WH proposes 2.7% bump in pay for feds

Good news for feds: The Biden administration is proposing a 2.7% increase in pay next year—if effected, the largest annual bump in pay in over a decade.
Good news for feds: The Biden administration is proposing a 2.7% increase in pay next year—if effected, the largest annual bump in pay in over a decade.
The figure, found in the Office of Management and Budget blueprint for spending next year, released just before the Memorial Day weekend, provides parity with the planned pay hike for military servicemembers—and to bolster the administration’s declared commitment to easing lower-paid feds up to a higher minimum wage standard.
“To help departments and agencies recruit and retain a diverse and inclusive Federal workforce, the Budget ensures more Federal employees are eligible for a $15 per hour wage,” the budget release states, “and provides funding for a pay increase averaging 2.7% across the federal civilian workforce, in parity with the military pay increase.”
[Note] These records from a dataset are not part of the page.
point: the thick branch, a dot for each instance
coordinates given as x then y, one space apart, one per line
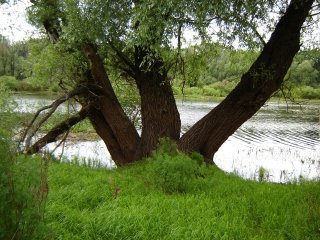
256 86
33 128
58 130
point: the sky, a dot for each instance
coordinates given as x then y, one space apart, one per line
13 23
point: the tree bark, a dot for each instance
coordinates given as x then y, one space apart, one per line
159 113
256 86
109 119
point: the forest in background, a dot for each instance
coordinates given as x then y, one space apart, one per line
207 70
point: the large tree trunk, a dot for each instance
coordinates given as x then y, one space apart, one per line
109 119
256 86
160 117
159 113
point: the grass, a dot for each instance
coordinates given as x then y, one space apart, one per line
134 203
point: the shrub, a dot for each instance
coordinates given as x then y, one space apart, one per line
23 190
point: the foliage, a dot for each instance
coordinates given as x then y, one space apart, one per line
123 204
23 192
171 171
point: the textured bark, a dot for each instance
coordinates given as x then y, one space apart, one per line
58 130
119 131
255 88
160 117
159 113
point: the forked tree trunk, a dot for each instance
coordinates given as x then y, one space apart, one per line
256 86
159 113
160 117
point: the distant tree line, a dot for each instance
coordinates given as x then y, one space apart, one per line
205 64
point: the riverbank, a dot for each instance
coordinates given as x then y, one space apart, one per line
126 203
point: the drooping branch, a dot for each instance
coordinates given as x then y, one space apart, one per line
256 86
58 130
33 127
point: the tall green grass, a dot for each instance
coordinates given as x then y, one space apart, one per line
23 191
160 198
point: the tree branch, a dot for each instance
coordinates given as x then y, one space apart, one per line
27 135
59 129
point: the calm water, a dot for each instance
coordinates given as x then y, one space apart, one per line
282 139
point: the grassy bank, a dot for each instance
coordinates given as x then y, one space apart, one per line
169 196
151 201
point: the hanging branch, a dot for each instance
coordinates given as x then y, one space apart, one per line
58 130
32 128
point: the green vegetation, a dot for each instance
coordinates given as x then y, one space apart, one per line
211 70
23 191
167 196
151 200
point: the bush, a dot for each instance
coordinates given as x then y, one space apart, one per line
13 84
23 190
307 92
171 171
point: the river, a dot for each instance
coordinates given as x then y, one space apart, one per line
281 140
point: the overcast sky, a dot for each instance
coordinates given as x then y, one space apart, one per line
13 22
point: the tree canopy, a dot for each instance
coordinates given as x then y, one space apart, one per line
141 42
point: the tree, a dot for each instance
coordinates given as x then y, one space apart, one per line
132 39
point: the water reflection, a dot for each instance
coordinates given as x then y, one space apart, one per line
282 139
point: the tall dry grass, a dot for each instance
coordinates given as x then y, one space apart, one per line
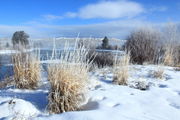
169 56
68 77
26 70
121 68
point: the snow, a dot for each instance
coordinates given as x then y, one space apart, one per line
106 101
8 51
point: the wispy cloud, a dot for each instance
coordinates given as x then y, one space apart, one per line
158 9
118 28
50 17
108 10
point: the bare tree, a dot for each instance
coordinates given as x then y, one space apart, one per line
20 38
142 45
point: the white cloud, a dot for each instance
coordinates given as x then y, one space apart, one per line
51 17
117 29
109 10
159 9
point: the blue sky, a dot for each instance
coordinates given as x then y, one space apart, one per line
97 18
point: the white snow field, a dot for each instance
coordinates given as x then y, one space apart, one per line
106 101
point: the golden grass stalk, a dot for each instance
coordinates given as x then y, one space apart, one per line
26 71
68 78
121 68
168 57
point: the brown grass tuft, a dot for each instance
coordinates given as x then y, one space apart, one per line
168 57
121 70
26 71
68 78
159 73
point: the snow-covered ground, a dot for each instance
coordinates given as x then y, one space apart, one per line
106 101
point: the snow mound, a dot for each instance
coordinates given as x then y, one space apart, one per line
17 109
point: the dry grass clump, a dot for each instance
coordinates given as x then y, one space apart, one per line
121 68
101 59
159 73
26 70
68 78
169 57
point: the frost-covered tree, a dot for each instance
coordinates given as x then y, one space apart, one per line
20 37
105 43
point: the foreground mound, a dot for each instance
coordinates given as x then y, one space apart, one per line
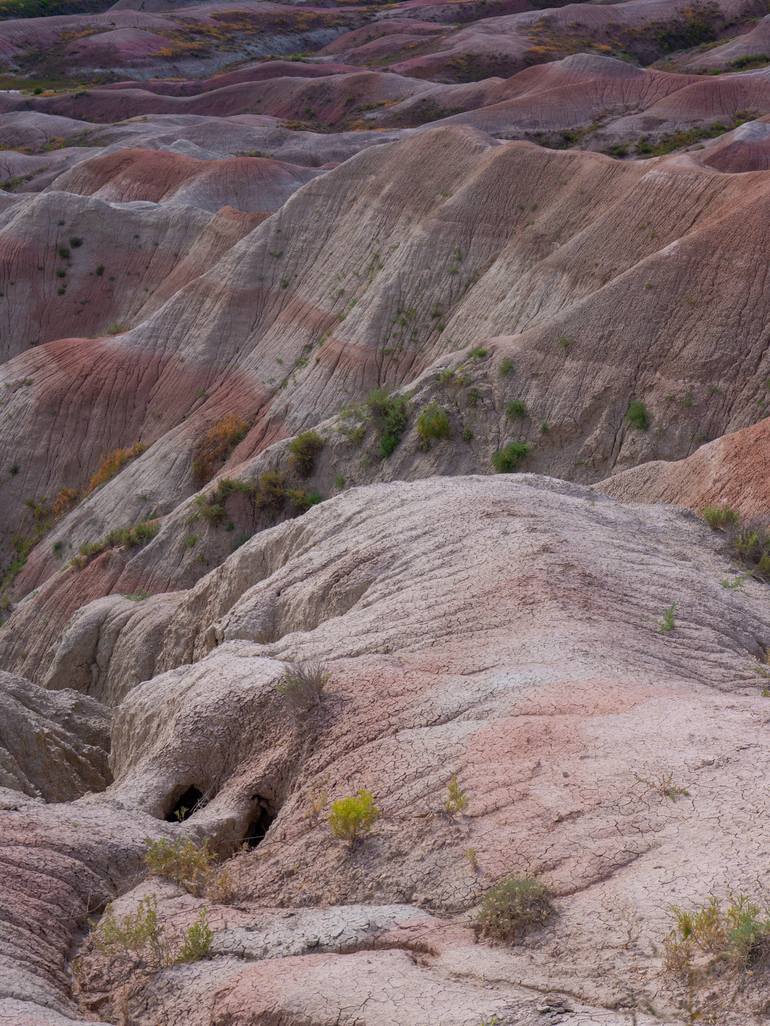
575 663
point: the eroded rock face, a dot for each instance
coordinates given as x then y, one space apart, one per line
53 745
414 202
503 629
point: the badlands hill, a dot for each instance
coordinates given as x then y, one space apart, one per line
406 344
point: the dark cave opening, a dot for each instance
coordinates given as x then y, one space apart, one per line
187 803
260 823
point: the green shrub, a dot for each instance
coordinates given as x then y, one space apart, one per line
719 517
457 799
515 409
137 934
303 451
506 460
432 425
513 906
390 415
214 448
303 501
130 538
302 685
352 818
668 620
637 416
139 939
196 943
737 934
188 864
112 464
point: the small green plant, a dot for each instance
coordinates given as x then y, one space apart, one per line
196 944
506 460
214 448
188 864
138 939
668 620
137 935
511 907
516 409
637 416
719 517
302 685
664 786
130 538
390 415
432 425
303 451
736 933
352 818
457 799
112 464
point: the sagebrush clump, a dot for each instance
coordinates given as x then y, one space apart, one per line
302 685
513 906
432 425
506 460
138 941
112 464
719 517
190 866
351 819
216 445
389 413
303 451
637 416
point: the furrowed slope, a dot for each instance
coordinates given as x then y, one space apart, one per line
591 276
502 629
Federal pay hikes are widely anticipated—but not always enacted—each year. For example, there was no pay hike for the years 2011, 2012 or 2013, consistent with a political wave in Congress at the time against pay raises and for pay freezes. In any case, when increases do occur—as happens most years—they are modest and designed to act as cost-of-living increases, or COLAs. For 2021, the increase was 1%.
In this respect, a dedicated body, the Federal Salary Council, does independent research and makes a base pay raise recommendation, based in part on a measure of nationwide price inflation. The FSC then adds to that base pay increase a higher pay bump in the form of locality pay, wherever appropriate.
A White House raise proposal, if it differs from the FSC numbers is known as the “alternate pay plan.” In the end, Congress can vote for the FSC’s number, the president’s number (normally specified in the White House budget proposal) or its own number regarding federal employee raises. However, if Congress fails to pass legislation specifying a pay raise—or no raise at all—under the law, the president’s “alternate” raise proposal takes effect.
At present, a group of Democrats in Congress have proposed an even higher base pay increase—3.2%.